I would say the answer is never. Security is always more important than user friendliness. But, of course, there is the old axiom that if security is too hard to use, people will bypass it, leaving their system really insecure.
I'm having a friendly disagreement with my DH. His software-based personal firewall product lets a user add the following rules, with one click of the mouse on a button having to do with protecting UDP services:
allow log tcp from any to any dst-port 53 in setup
allow udp from any to any dst-port 53 in
allow log tcp from any to any dst-port 67-68 in setup
allow udp from any to any dst-port 67-68 in
allow log tcp from any to any dst-port 123 in setup
allow udp from any to any dst-port 123 in
Why would a personal firewall allow traffic into port 53 (DNS server)? Luckily that port will be closed on most personal computers, but still it seems risky and unnecessary. And why allow traffic into port 67? That's the port used by a DHCP server, not a client. The client uses UDP 68. Allowing traffic into UDP port 123, it turns out, is necessary for NTP to work. Both the client and server use UDP port 123. But the rest of the rules are unnecessary and unsafe, in my opinion. And what's with the TCP rules appearing because I clicked on a button related to UDP?
My DH's answer? Users get confused and complain if you don't allow those ports. Something goes wrong with their firewall or their computer, (or they knock over the cable modem and kick out the power cord, I'm thinking), and they claim that it's because the firewall doesn't allow DHCP and DNS. What kind of pseudo-technical user would say that, I wonder, but my DH stubbornly refuses to agree with me. At least he agrees on other things in our life, like I'll do the dishes if he cooks. :-)

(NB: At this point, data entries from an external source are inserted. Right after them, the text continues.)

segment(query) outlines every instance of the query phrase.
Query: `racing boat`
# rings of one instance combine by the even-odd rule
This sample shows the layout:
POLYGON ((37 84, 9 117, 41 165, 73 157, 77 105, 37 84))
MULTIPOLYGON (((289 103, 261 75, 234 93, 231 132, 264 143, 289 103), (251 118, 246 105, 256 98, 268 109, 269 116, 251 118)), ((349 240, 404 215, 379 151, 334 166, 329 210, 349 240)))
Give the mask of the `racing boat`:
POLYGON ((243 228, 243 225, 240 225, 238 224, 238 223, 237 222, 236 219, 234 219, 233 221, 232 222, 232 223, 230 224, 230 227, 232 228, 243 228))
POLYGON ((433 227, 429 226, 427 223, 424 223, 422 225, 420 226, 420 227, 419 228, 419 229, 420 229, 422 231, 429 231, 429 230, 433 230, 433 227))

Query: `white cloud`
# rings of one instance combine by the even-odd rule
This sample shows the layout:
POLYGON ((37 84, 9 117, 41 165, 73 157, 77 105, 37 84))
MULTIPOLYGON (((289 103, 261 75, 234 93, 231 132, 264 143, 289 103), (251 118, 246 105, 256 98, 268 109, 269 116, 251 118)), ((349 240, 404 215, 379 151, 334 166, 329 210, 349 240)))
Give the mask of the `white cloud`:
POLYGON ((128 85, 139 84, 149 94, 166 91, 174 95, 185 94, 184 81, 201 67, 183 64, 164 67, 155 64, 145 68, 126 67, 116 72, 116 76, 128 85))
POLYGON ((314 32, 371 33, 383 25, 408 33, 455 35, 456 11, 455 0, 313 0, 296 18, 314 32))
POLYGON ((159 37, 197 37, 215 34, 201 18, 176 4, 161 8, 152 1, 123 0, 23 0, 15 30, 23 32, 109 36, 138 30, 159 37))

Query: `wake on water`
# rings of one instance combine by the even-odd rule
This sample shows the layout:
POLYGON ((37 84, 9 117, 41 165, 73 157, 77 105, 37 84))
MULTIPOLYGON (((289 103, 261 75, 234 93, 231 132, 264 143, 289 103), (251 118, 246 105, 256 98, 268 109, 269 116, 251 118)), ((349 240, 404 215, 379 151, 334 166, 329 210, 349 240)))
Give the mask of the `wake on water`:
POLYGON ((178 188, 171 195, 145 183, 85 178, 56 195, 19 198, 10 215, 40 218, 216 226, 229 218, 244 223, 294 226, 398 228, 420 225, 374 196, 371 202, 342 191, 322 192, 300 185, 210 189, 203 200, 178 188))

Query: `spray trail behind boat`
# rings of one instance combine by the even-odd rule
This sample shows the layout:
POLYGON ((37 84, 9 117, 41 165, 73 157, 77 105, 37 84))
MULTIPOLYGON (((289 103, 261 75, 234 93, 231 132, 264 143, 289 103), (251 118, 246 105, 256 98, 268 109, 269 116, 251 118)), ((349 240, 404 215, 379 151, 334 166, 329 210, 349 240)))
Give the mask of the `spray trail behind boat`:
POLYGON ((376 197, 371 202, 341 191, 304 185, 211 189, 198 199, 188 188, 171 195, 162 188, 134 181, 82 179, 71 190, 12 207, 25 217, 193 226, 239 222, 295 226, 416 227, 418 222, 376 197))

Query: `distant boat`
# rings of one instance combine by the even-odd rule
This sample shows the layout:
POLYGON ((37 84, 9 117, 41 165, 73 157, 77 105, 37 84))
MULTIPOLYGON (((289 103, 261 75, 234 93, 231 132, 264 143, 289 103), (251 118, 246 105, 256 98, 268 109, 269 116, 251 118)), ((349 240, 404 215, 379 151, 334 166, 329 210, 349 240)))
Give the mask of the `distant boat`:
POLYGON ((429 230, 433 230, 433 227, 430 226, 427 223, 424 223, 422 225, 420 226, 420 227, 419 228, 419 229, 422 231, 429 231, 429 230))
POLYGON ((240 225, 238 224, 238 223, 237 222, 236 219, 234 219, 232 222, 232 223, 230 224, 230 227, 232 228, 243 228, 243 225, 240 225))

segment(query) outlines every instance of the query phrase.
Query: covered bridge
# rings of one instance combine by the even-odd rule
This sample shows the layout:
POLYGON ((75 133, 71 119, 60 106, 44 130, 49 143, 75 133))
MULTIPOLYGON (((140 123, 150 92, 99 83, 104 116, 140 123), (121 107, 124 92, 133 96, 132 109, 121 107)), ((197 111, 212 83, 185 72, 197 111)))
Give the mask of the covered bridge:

My DH's most important goal with his product is ease of use for non-technical users (as well as pseudo-technical users, it seems), and I can understand that. The usability/security tradeoff is an important consideration, but I think my brilliant husband's brain may be tipping too far into the iFruit mentality. :-) Or maybe he just got sick of the tech support calls like this:
Caller: Is the Internet down?
DH: um, no
Caller: Are your servers having a problem?
DH: um, no
Caller: Well, I think it's your firewall then. I can't get an IP. Your firewall doesn't allow DHCP and DNS.
DH: um, ok, we'll change the firewall software...
Me: hunh?
While I agree that no home machine will have a DHCP or DNS server, it's pretty unlikely it will significantly harm the security of the system. Therefore I wouldn't feel particularly bad about opening those couple of ports, if only so the eventual users get tech support to admit it's their issue.